Glycaemia and phosphatemia after oral glucose and maltitol ingestion in subjects from two different race groups: preliminary evidence of inter-race differences in metabolism and possible implications for urinary stone disease

• Published in: International urology and nephrology Vol. 49; no. 8; pp. 1369 - 1374
• Main Authors: Theka, Takalani, Rodgers, Allen
• Format: Journal Article
• Language: English
• Published: Dordrecht Springer Netherlands 01.08.2017; Springer Nature B.V
• Subjects: Administration, Oral; Adolescent; Adult; African Continental Ancestry Group; Blood glucose; Blood Glucose - metabolism; Calciuria; Carbohydrate metabolism; Carbohydrates; Cross-Over Studies; Enzymes; European Continental Ancestry Group; Glucose - administration & dosage; Glucose - metabolism; Glycolysis; Humans; Hypophosphatemia; Kidneys; Male; Maltose - administration & dosage; Maltose - analogs & derivatives; Maltose - metabolism; Medicine; Medicine & Public Health; Metabolism; Nephrolithiasis; Nephrolithiasis - ethnology; Nephrology; Phosphatemia; Phosphates; Phosphates - blood; Phosphaturia; Racial differences; Random Allocation; Risk Factors; South Africa - epidemiology; Sugar Alcohols - administration & dosage; Sugar Alcohols - metabolism; Sweetening Agents - administration & dosage; Sweetening Agents - metabolism; Urology; Urology - Original Paper; Young Adult; Phosphatemia; Glycaemia; Nephrolithiasis; Polyol ingestion; Racial metabolic differences
• ISSN: 0301-1623; 1573-2584; 1573-2584
• DOI: 10.1007/s11255-017-1623-x

Purpose Glucose (Glu) and maltitol (Mal) ingestion affect calciuria and phosphaturia. Renal phosphate leak involving hypophosphatemia is thought to be a mechanism. Inter-race differences in carbohydrate metabolism are known.

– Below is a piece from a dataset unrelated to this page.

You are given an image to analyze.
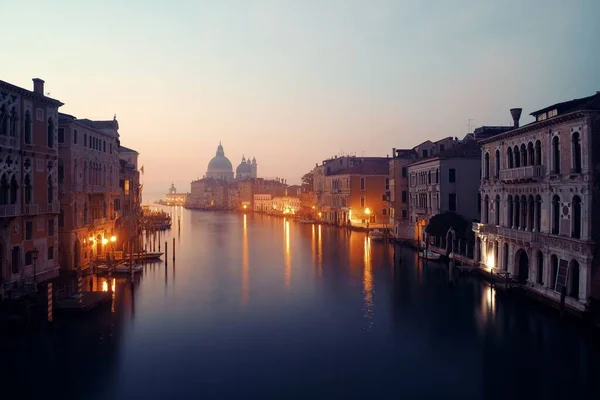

We investigated the effects of Glu and Mal ingestion on glycaemia and phosphatemia in subjects from two race groups to better understand potential implications for nephrolithiasis. Methods Healthy black (B) ( n  = 8) and white (W) ( n  = 8) males followed a self-selected standardized diet for 7 days and a strictly controlled standardized diet on Day 8. After an overnight fast, subjects provided blood samples prior to and 30 min after ingestion of a randomly assigned solution of Glu or Mal. Blood Glu and serum phosphate were measured. Protocols were swapped after a 1-week washout period. Results Following Glu ingestion, glycaemia increased significantly in W (4.8 vs 6.2 mmol/l) but not in B (4.7 vs 5.3 mmol/l) while phosphatemia decreased significantly in B (1.16 vs 1.01 mmol/l) but not in W (1.24 vs 1.15 mmol/l). After Mal ingestion, glycaemia increased significantly in B (4.7 vs 5.2 mmol/l) but not in W (4.6 vs 5.9 mmol/l), while phosphatemia decreased significantly in W (1.24 vs 1.18 mmol/l) but not in B (1.17 vs 1.06 mmol/l). Conclusions Our results suggest that enzymes which regulate glycolysis may be less active in B than in W, or expression of renal transcellular Glu transporters may be relatively inhibited in B. Effects on phosphatemia are carbohydrate- and race-dependent, thereby prohibiting speculation of a general algorithm linking these variables. Inter-race differences in metabolic handling of carbohydrates might impact on respective nephrolithiasis risk factors in such groups.